In this section, we will get started with GCP by setting up an account and a project, installing the Software Development Kit (SDK), and using BigQuery to query Wikipedia articles and get you warmed up with big data in Google Cloud.
Setting up a GCP account and project
From a web browser, navigate to https://console.cloud.google.com/ and sign in with your personal Gmail account (if you don't have one, go ahead and create one before continuing). If you're a first-time user, you will be asked to select your country and agree with the Terms of Service, and you will also see a prompt for activating a free trial so that you can get $300 to explore Google Cloud. This may be a banner on the top, or a button on the Home page. Activate your trial, keeping in mind that you will be asked for a valid credit card number. But don't worry – you won't be charged even after the trial ends, unless you manually upgrade to a paid account. There should be a clarifying statement on the trial activation page that confirms this.
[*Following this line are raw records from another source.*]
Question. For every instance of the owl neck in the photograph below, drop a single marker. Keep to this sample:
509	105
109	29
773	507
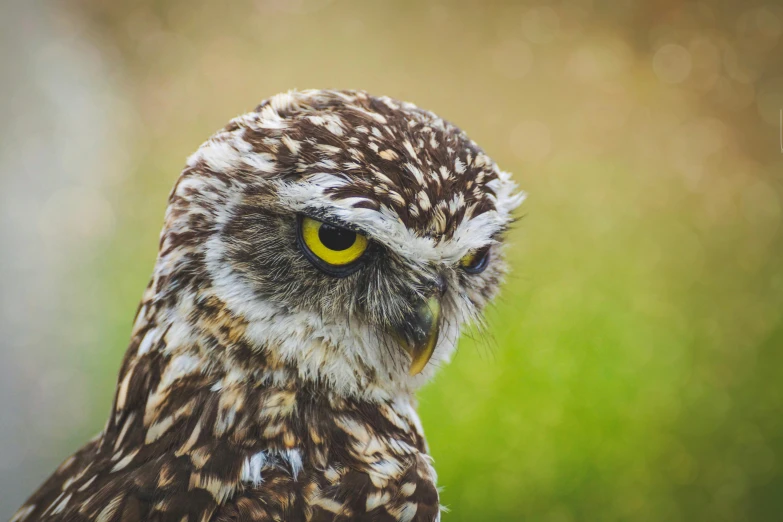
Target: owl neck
193	363
197	333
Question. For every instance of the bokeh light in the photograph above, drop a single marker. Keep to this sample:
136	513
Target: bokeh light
633	363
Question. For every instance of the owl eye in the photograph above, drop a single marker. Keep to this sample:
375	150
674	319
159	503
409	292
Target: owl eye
475	261
334	249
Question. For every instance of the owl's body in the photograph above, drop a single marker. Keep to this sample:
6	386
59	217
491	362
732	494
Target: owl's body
271	370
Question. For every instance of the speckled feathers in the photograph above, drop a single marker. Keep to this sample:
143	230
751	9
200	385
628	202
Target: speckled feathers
257	387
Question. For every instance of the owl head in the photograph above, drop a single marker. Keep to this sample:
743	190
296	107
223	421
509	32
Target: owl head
336	237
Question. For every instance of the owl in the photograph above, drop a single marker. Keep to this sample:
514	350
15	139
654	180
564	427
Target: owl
318	258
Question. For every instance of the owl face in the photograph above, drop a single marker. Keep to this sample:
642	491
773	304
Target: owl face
354	235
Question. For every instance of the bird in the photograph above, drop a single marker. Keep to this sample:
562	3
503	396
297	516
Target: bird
318	259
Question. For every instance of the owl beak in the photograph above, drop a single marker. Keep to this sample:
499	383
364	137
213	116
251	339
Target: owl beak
419	334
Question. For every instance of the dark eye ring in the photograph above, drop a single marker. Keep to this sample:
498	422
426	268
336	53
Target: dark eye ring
334	250
476	261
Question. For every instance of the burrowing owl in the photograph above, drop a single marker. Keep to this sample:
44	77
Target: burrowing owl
318	258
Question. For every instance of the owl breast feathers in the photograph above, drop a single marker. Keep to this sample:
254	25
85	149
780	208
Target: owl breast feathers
318	258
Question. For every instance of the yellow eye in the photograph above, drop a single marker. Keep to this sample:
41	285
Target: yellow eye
332	245
475	261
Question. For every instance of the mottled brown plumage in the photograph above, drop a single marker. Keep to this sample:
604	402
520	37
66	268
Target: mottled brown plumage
259	386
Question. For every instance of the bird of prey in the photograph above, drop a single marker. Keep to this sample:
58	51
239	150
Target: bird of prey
317	260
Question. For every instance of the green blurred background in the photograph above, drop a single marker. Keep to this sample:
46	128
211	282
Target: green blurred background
634	365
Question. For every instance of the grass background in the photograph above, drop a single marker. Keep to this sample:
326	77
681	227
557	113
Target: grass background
633	363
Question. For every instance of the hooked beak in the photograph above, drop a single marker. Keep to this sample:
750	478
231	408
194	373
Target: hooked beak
419	333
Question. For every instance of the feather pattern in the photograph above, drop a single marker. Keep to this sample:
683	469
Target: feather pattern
256	387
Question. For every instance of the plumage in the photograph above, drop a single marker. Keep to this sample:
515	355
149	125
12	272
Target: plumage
261	383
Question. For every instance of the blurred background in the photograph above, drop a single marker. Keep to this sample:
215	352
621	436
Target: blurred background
635	361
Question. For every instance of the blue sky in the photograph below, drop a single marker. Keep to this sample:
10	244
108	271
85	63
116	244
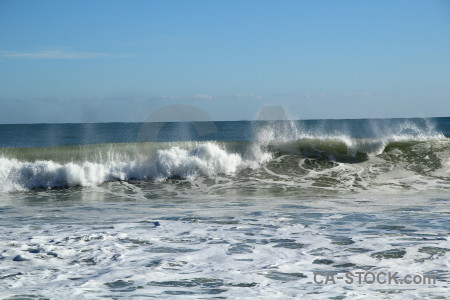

Once you've gone through that so that your account has been set up and your trial has been activated, you should be directed to the Google Cloud console. A project named My First Project (or something similar) will be automatically created for you. On the top bar within the console, you can see which project you're currently working under from the top-left corner:
Figure 1.4 – GCP console project view
If you click on the small down arrow next to the name of the project, it will open the project selection menu, as shown in the following screenshot. This is where you can choose which project to work on (for now, there will only be one listed). You can also create a new project from here if you wish to do so:
Figure 1.5 – GCP project selection menu
For every project in GCP, the following must be defined:
- Project Name: Set by you and doesn't need to be globally unique. Can be changed after project creation.
- Project ID: Can be set by you but needs to be globally unique and cannot be changed.
- Project Number: Assigned by GCP. It is globally unique and cannot be changed.
For now, however, we don't need to create a new project (we will do that in Chapter 2, Mastering the Basics of Google Cloud, as well as handling things such as billing and IAM policies. If you're already somewhat familiar with the platform, feel free to skip ahead to the next chapter!).
Installing the Google Cloud SDK and using gcloud
The Google Cloud Software Development Kit (SDK) is a set of tools for interacting with the platform. This includes the gcloud
, gsutil
, and bq
command-line tools, as well as client libraries and local emulators for developing with Google Cloud.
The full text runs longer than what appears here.